Cette démarche, vous le voyez, est pour nous, très importante. Elle correspond à deux grands débats qui nous semblent très importants aujourd'hui. Nous pensons au débat, notamment, de la laïcité, qui est un élément très important de notre pacte républicain. Il est évident que nous nous réjouissons que les uns et les autres s'intéressent à leur propre liberté et que les débats religieux puissent avoir lieu dans notre pays, parce que le fait que l'individu s'interroge sur les sources de sa liberté, ce n'est pas une mauvaise nouvelle. Mais dans la République, il y a une grammaire, pour cette interrogation, il y a un langage, et cette grammaire, ce langage, c'est la laïcité. Et nous ne voulons pas que, par les échecs de l'intégration, on développe un communautarisme qui entraîne un certain nombre de dérives, et ces dérives pouvant conduire justement à des caricatures de religion ou à un repli sur soi ou à un cloisonnement de la société française en communautarisme, qui affaiblit la République. Donc nous voulons vraiment valoriser ce triptyque de la liberté, de la laïcité et de l'intégration. Et puis nous pensons aussi que l'intégration est un élément très fédérateur de l'action du Gouvernement, que j'ai l'honneur de conduire. C'est en fait un élément d'équilibre, entre ce qu'il nous faut sur le plan de la société en terme d'autorité républicaine. Car nous pensons que l'autorité républicaine doit être renforcée. C'est pour cela que nous avons pris un certain nombre d'initiatives, c'est pour cela que nous disons qu'il y a une immigration légale dans notre pays, que cette immigration légale doit pouvoir faire l'objet d'une politique active de l'intégration, tout comme l'immigration illégale doit faire l'objet d'une politique active, en ce qui concerne la fermeté. Fermeté, humanité, ce sont deux éléments importants de cet équilibre. Equilibre entre, donc, une politique d'autorité républicaine et une politique d'intégration, et aussi, équilibre entre une politique sociétale de représentation, représentation dans la société, sous toutes ses formes, et en même temps, politique économique, parce qu'une des principales discriminations pour lesquelles nous voulons nous engager, c'est vraiment la discrimination par l'emploi et donc par la promotion économique et la promotion sociale.

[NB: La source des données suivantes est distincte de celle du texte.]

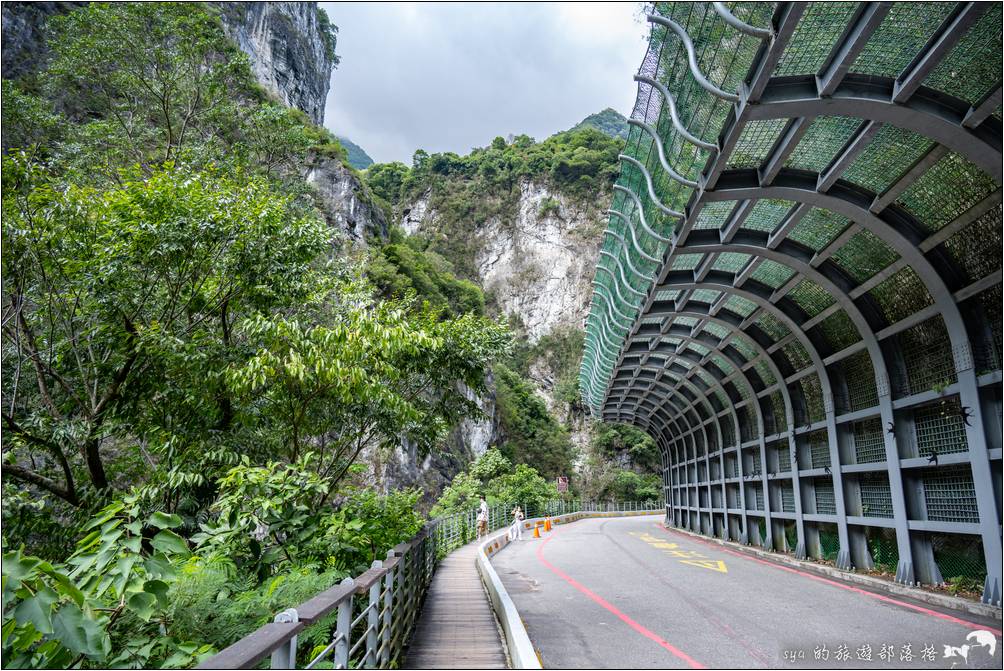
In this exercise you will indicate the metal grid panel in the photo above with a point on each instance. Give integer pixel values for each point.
(783, 458)
(705, 295)
(869, 446)
(824, 499)
(740, 305)
(904, 31)
(876, 498)
(787, 497)
(976, 249)
(713, 214)
(821, 142)
(763, 371)
(814, 37)
(772, 273)
(772, 326)
(901, 295)
(927, 359)
(731, 262)
(863, 255)
(755, 143)
(818, 449)
(890, 154)
(949, 494)
(940, 428)
(859, 378)
(812, 394)
(987, 354)
(686, 261)
(818, 228)
(796, 355)
(917, 359)
(767, 214)
(839, 330)
(744, 348)
(949, 188)
(975, 63)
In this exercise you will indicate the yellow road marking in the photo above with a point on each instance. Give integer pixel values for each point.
(713, 565)
(690, 556)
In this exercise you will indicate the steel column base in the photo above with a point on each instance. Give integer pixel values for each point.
(905, 573)
(992, 591)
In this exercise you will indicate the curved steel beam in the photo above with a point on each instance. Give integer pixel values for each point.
(692, 57)
(661, 152)
(742, 26)
(634, 238)
(631, 266)
(671, 102)
(928, 113)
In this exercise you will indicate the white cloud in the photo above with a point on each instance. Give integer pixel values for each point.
(449, 76)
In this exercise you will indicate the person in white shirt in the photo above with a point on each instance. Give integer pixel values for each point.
(516, 532)
(482, 517)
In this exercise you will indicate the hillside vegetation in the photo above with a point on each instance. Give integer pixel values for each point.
(193, 360)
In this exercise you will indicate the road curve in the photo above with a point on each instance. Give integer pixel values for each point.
(629, 593)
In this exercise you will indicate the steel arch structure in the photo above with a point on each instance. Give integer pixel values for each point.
(799, 292)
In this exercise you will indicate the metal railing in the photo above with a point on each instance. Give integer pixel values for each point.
(369, 618)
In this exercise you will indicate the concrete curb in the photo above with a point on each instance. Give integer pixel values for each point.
(876, 584)
(520, 649)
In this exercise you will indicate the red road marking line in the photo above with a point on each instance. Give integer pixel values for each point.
(694, 664)
(889, 600)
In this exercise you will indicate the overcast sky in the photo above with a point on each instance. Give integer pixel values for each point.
(450, 76)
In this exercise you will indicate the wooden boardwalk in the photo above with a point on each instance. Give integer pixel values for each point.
(457, 629)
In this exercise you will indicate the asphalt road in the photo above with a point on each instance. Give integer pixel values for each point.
(628, 593)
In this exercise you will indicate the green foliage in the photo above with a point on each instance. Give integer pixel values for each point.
(400, 268)
(494, 475)
(107, 605)
(622, 463)
(355, 155)
(617, 441)
(274, 517)
(608, 122)
(560, 352)
(127, 298)
(531, 435)
(178, 327)
(28, 121)
(626, 485)
(377, 374)
(548, 207)
(525, 486)
(466, 192)
(387, 179)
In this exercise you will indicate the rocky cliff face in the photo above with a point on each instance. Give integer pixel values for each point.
(342, 200)
(23, 34)
(405, 467)
(536, 266)
(290, 47)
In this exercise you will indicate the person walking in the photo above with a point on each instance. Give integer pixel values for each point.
(516, 532)
(482, 517)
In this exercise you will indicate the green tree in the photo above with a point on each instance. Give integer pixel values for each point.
(123, 302)
(374, 375)
(107, 605)
(531, 434)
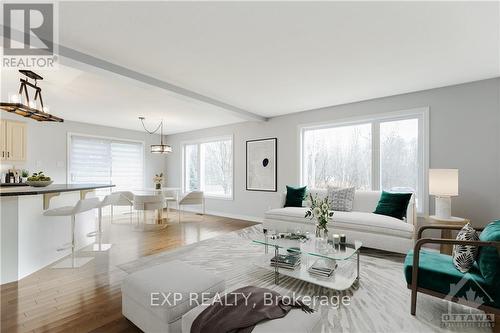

Voilà pourquoi l'intégration est au coeur de l'action gouvernementale, est un élément fédérateur de l'ensemble de l'action des ministères. C'est pour cela que nous sommes attachés à développer un programme annuel. Ce programme, dont F. Fillon va vous présenter les grandes lignes, sera validé tous les ans par le Comité interministériel, en liaison donc avec le Haut conseil à l'intégration. Je vous remercie et je laisse la parole au ministre des Affaires sociales.
[...]
[Question inaudible]
"A partir du moment où nous allons définir ce qu'est, pour nous, un élément majeur, l'organisation de l'accueil, tous ceux qui seront en situation, c'est-à-dire à peu près 100 000 personnes par an, d'être légalement accueillis pourront se voir proposer un dispositif d'intégration par le contrat tel qu'il est proposé. Et donc c'est une population qui est autorisée légalement, à avoir accès à cette intégration républicaine, ce qui veut dire, clairement, que nous faisons une politique de l'immigration, pour laquelle nous voulons un volontarisme. C'est-à-dire que nous disons que l'immigration zéro est une illusion ; ce que nous voulons, c'est le taux zéro d'immigration clandestine."
[Question inaudible]
"Nous ne sommes pas, là, dans le sujet, le président de la République s'est exprimé ce matin et j'aurai l'occasion de dire quelques mots sur le sujet, cet après-midi au Sénat."
[Question inaudible]
"Vous revenez à la question par un autre chemin ? Eh bien, je prendrai pour la réponse, le même chemin."
[Question inaudible]
"Nous n'aimons pas beaucoup l'expression "discrimination", positive ou négative. Le mot "discrimination" est, pour nous, un mot que nous voulons combattre. Nous avons quelque sympathie pour des démarches comme celles qui ont pu être engagées à Sciences Po, et notamment, nous souhaitons que les établissements prestigieux puissent organiser - et c'est une de nos propositions - des partenariats avec des établissements qui connaissent plus de difficultés, et qu'on n'ait pas ce dispositif éducatif avec des établissements qui bénéficient d'une certaine forme de noblesse et les autres qui sont ceux à la marginalité voire à l'exclusion. Donc nous souhaitons développer des partenariats et faire en sorte qu'il y ait une représentation des Français issus de l'immigration dans tous les grands lieux de la République, notamment dans les grandes écoles, notamment dans tous les grands lieux, les médias, les lieux politiques. La représentation, pour nous, est un élément très important. Partout où la République s'affirme, il faut qu'il y ait une représentation forte des Français issus de l'immigration.
[Question inaudible]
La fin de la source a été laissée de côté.